The story from which the collection takes its title, ‘Godforsaken Idaho’, is my favorite, if only because it contains the line,
I was a stupid child, well into adulthood.
The stories are wonderfully imaginative, if dour, tales of the downtrodden and depressed. Many of the stories have elements of dirty realism with hints of mysticism (if that’s what you’d call a reimagined
hell heaven). Although Vestral left the Church of Latter Day Saints as a young adult, the stories do broach what it means to have faith and, conversely, what it means when there’s a lack thereof. They are well paced and darkly humorous and while I can’t promise you’ll necessarily enjoy them, I can promise it is an enjoyable reading experience. To best appreciate Godforsaken Idaho, check your hopeful attitude at the door. 3.5/5.

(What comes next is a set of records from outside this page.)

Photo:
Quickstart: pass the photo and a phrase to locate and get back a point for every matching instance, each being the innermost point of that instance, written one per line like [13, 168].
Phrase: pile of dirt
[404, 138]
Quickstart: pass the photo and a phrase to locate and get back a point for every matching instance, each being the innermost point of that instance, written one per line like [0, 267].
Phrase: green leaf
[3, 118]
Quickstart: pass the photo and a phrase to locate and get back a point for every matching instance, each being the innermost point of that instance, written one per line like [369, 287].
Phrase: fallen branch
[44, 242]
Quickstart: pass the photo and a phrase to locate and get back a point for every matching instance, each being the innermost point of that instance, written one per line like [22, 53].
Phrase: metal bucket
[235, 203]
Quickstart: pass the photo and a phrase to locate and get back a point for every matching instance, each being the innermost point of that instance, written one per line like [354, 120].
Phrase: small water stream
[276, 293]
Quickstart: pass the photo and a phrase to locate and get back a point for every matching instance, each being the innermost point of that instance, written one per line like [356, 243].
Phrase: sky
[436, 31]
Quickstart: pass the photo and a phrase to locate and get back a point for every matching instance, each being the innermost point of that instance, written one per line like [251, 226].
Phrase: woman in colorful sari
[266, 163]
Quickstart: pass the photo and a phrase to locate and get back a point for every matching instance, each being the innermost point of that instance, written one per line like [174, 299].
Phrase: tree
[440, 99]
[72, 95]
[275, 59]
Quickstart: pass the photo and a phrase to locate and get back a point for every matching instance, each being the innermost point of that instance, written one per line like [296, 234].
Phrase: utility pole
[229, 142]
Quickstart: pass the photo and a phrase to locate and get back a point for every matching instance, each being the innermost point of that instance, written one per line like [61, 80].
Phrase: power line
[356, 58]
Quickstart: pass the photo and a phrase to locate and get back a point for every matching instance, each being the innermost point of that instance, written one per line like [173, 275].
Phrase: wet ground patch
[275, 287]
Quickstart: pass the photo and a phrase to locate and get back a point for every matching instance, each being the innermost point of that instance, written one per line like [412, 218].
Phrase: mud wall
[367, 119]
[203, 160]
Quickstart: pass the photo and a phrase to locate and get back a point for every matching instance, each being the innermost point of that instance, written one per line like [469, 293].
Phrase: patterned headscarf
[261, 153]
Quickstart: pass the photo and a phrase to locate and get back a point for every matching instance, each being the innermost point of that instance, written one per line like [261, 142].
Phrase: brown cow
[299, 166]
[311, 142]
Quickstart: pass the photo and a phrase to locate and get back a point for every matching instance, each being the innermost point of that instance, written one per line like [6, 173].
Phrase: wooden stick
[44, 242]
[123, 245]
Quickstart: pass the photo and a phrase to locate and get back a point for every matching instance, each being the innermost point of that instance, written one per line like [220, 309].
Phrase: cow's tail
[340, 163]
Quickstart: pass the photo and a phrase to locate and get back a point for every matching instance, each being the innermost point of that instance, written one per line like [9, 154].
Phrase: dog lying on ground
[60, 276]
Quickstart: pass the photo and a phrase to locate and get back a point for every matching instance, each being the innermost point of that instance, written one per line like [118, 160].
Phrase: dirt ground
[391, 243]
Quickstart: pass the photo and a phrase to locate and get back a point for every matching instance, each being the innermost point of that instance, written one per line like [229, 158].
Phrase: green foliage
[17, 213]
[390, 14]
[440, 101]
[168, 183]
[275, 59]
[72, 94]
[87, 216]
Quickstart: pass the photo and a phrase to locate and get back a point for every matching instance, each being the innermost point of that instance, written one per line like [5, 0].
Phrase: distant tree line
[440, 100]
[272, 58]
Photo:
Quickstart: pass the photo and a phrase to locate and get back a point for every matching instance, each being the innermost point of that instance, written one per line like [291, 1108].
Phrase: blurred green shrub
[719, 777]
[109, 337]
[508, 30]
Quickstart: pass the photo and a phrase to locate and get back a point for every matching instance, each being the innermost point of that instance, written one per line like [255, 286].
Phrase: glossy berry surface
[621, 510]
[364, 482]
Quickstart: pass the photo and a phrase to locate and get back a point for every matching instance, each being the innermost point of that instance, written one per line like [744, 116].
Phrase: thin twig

To accompany Shawn Vestral’s charming, yet crass collection of short stories, please enjoy The Ultimate Cheeseburger (replace with veggie burger as preferred) while listening to Harborcoat by R.E.M. I’m cheating here and stealing one of the songs off the author’s playlist (because I like it too), and to borrow the author’s sentiment I realize that these recommendations are, by the standards of true hipster obscurism, middle-brow and mainstream. Enjoy anyway. Add a martini as desired, keep the total below four to preserve your dignity.